Now, you may have a highly unbalanced picture such that one department is always/never the most visited. Think about the reception, everybody has to visit it once per visit, causing that the most visited department. If you can omit such a department, you should, to make your life easy. If you can't, you can keep this department outside of stratification, i.e. sample a certain amount of visitors from it first, and then apply the "collapsed stratification" I just discussed to the remaining departments.

## Best Answer

The comments reveal that you might have a different problem from what the question asks, but I'm going to answer the question you originally asked anyway in case someone else finds themself with the same query.

The sample size required for a design-based sampling scheme is a function of the size of the population, the variability of responses in the population, and the intended accuracy of the estimate. Stratification is meant to minimise sample size by grouping units into similar groups, decreasing the variability of responses within each group, and thus decreasing the required sample size across all groups.

Selection is then done independently within each stratum, and the estimates for each stratum are combined to come up with the estimate across the population. So effectively stratification involves designing a separate survey for each stratum - this means strata should be designed first. However, since allocation of sample between strata does have dependencies: you have a finite amount of money across all strata, and you have a target standard error for your combined estimate, etc; you need to optimise all sample sizes together.
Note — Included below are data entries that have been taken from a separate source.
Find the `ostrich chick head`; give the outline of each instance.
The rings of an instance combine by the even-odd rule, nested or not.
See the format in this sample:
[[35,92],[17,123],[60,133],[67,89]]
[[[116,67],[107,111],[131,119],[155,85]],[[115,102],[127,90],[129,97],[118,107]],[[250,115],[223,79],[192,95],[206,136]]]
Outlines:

The standard way to do this is to choose what you'd like to optimise (minimal sample size for a fixed standard error? minimal standard error for a fixed cost?), and then apply the optimal allocation formula (or other) across your strata. This formula requires setting a total sample size, however, if you have a target estimator variance, you can substitute the $n_h$ derived by the optimal formula into the variance formula for your estimator and find $n$ as a function of your target estimator variance. Then you can find all your $n_h$s.

After applying the optimal allocation if any samples are overallocated (i.e. you select more than the stratum population) or underallocated (i.e. you don't select enough units to be able to estimate variance within the stratum), you fix their sample sizes and re-run the allocation. Usually, you fix overallocated strata first, re-run allocation, then if any strata are still underallocated you bump up their sample size until it's good enough.

So, choose strata first, then find total sample size using the allocation formula and your constraints, then allocate this sample size and adjust.